Le chapelet, appelé Seb’ha, Misbaha ou Tasbih dans le monde musulman, est bien plus qu’un simple objet de piété. Il accompagne le fidèle dans sa pratique du souvenir divin (Dhikr) et s’inscrit dans une tradition spirituelle ancienne, partagée sous différentes formes par les grandes religions monothéistes. À la fois outil de méditation, support pédagogique et symbole mystique, il occupe une place centrale dans la vie spirituelle de millions de croyants.

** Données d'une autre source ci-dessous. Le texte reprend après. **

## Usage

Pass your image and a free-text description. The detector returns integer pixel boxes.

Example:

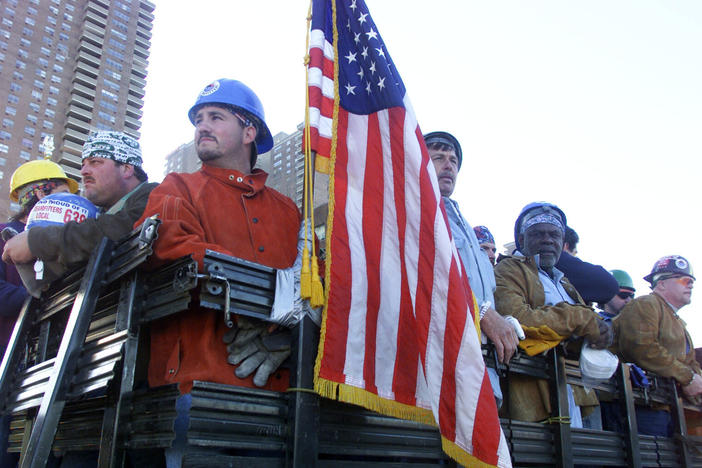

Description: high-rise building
[0,0,154,217]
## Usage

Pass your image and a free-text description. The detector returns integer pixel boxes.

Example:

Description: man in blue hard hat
[137,79,300,467]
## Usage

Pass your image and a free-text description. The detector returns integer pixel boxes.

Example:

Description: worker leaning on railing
[613,255,702,437]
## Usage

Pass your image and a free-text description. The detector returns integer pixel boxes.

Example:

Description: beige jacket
[612,292,701,385]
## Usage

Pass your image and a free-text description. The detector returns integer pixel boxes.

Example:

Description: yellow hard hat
[10,159,78,202]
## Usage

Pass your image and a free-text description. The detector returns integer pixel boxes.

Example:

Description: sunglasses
[617,291,634,299]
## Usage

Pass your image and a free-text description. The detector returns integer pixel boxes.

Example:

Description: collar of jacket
[200,164,268,196]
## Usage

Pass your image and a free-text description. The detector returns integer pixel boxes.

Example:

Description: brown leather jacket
[612,292,702,385]
[495,257,600,339]
[495,257,600,421]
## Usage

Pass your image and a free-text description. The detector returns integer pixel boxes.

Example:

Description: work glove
[224,316,292,387]
[590,318,614,349]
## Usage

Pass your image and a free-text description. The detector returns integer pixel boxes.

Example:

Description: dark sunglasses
[617,291,634,299]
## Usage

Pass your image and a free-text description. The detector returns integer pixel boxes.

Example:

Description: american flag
[308,0,510,467]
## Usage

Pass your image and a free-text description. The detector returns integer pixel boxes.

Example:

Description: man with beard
[495,202,613,427]
[142,79,300,394]
[2,131,157,272]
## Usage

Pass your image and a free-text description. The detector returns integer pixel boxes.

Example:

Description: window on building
[111,29,127,41]
[100,99,117,112]
[102,78,119,91]
[98,111,115,123]
[105,57,122,71]
[100,89,119,102]
[107,38,125,50]
[106,47,124,60]
[105,70,122,80]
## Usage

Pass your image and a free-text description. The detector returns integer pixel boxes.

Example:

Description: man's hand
[480,307,519,364]
[2,231,36,263]
[590,318,614,349]
[683,374,702,397]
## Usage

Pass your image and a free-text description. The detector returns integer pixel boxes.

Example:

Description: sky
[141,0,702,340]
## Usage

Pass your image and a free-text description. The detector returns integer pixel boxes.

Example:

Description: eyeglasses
[617,291,634,299]
[672,276,695,288]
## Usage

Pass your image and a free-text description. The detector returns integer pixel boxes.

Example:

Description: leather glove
[224,316,292,387]
[590,319,614,349]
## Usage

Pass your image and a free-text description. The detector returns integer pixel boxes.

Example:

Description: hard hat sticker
[200,81,219,96]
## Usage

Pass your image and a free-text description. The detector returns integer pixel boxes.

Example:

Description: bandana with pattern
[83,131,143,167]
[473,226,495,244]
[521,213,564,234]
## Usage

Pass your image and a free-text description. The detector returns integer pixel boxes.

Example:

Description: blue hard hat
[26,193,98,229]
[514,202,568,252]
[188,78,273,154]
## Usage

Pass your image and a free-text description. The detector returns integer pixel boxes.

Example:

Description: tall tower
[0,0,154,220]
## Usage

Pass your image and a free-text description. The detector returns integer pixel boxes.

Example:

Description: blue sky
[142,0,702,340]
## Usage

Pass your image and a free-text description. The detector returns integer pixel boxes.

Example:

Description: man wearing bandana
[495,203,613,427]
[612,255,702,437]
[2,131,157,271]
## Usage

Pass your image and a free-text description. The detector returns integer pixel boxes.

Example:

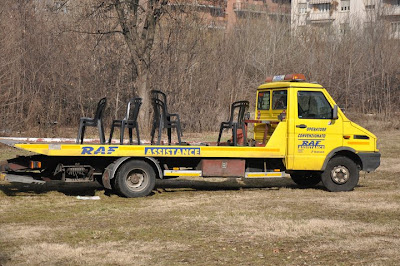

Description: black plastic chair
[76,97,107,144]
[151,98,182,145]
[108,98,142,145]
[150,90,183,137]
[217,101,249,146]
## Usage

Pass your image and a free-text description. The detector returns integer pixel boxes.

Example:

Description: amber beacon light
[265,74,306,82]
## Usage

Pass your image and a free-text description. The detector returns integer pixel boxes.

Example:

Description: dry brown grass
[0,131,400,265]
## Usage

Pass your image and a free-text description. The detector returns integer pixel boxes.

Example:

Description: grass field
[0,130,400,265]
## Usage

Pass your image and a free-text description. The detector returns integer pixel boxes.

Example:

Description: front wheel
[114,160,156,198]
[290,171,321,188]
[321,156,360,192]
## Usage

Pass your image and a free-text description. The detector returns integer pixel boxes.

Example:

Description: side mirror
[332,104,339,120]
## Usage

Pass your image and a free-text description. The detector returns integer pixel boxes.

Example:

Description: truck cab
[254,74,380,190]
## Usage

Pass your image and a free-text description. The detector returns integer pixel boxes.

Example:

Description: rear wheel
[114,160,156,198]
[290,172,321,188]
[321,156,360,192]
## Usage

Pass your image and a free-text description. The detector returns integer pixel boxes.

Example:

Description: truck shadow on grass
[0,179,325,197]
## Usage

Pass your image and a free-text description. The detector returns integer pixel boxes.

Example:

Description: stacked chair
[217,101,249,146]
[108,98,142,145]
[151,90,182,145]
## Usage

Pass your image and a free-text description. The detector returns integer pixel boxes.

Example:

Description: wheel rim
[125,169,149,191]
[331,165,350,184]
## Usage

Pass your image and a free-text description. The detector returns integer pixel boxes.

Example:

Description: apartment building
[291,0,400,38]
[168,0,291,29]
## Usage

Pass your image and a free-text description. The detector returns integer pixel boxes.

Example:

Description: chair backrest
[151,98,167,123]
[150,90,168,113]
[125,97,142,122]
[94,97,107,119]
[229,101,249,124]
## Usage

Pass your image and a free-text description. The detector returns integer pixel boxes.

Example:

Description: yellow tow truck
[0,74,380,197]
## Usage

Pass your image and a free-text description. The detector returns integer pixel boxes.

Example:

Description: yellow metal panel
[15,144,284,158]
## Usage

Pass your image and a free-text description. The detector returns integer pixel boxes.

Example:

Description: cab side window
[257,91,270,110]
[297,91,333,119]
[272,91,287,110]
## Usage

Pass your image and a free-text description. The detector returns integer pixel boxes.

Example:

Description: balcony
[168,0,225,17]
[381,4,400,16]
[233,2,268,16]
[307,12,335,23]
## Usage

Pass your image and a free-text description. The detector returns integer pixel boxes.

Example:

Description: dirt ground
[0,130,400,265]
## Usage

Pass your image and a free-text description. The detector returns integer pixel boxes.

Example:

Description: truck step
[164,170,202,176]
[164,170,285,178]
[245,172,285,178]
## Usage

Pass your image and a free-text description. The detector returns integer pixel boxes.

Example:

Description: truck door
[292,90,343,170]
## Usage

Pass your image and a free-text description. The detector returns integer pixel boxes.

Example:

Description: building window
[340,0,350,11]
[314,3,331,12]
[299,3,308,14]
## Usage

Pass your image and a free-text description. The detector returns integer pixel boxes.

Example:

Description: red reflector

Dans la tradition islamique, la fonction principale de la Seb’ha est de compter les invocations et les formules de glorification divine. Sa structure classique comprend généralement 99 grains, en référence aux 99 Noms Sublimes de Dieu, ou 33 grains répétés trois fois.
Après les cinq prières quotidiennes, le fidèle récite souvent des formules rituelles : glorification, louange et exaltation divines, chacune répétée 33 fois. Bien que la pratique originelle attribuée au Prophète Muhammad privilégiait le comptage sur les phalanges de la main droite, le chapelet s’est rapidement diffusé comme moyen pratique de maintenir la concentration et la régularité dans la récitation. Il joue aussi un rôle pédagogique, notamment dans l’apprentissage des invocations par les enfants et les nouveaux pratiquants.
Dans la spiritualité soufie (Tasawwuf), le chapelet acquiert une portée symbolique plus profonde. Il devient un instrument de transformation intérieure et un signe d’engagement dans une voie spirituelle.
Lors de l’initiation dans une confrérie (Tariqa), le maître spirituel transmet au disciple un wird, c’est-à-dire un ensemble de litanies spécifiques. La Seb’ha sert alors de support matériel à cette discipline. Pour le soufi, elle agit comme un rappel constant contre l’insouciance (ghafla) et aide à maintenir le cœur en éveil au milieu des activités quotidiennes. Certains chapelets soufis comportent des centaines, voire des milliers de grains, destinés à de longues séances de méditation solitaire.
L’usage d’un objet pour rythmer la prière existe également dans le christianisme. Le rosaire catholique, composé de 59 grains, sert à méditer sur les mystères de la vie du Christ tout en récitant des prières répétitives.
Dans la tradition orthodoxe, les moines utilisent un chapelet de laine nouée appelé komvoskhini ou tchotki. Chaque nœud correspond à la récitation de la « prière du cœur », adressée à Jésus-Christ, dans une quête de recueillement intérieur comparable au Dhikr islamique.
Le judaïsme ne possède pas de chapelet à grains équivalent, mais il attribue une fonction spirituelle similaire aux franges rituelles appelées tzitzit. Attachées au châle de prière, elles rappellent visuellement et tactilement les commandements divins.
La symbolique numérique des nœuds et des fils renvoie aux 613 prescriptions de la Torah. En les touchant durant la prière, le fidèle renforce sa concentration et sa conscience de la présence divine.
À travers ces traditions, le chapelet apparaît comme un outil universel de méditation et de discipline spirituelle. Qu’il s’agisse de la Seb’ha musulmane, du rosaire chrétien ou du symbolisme des tzitzit juifs, ces objets traduisent un même besoin humain : rythmer la prière, canaliser l’attention et ancrer le souvenir du sacré dans les gestes quotidiens.
Plus qu’un simple accessoire religieux, le chapelet incarne ainsi un pont entre les traditions monothéistes, révélant une convergence profonde dans la recherche du recueillement et de la présence divine.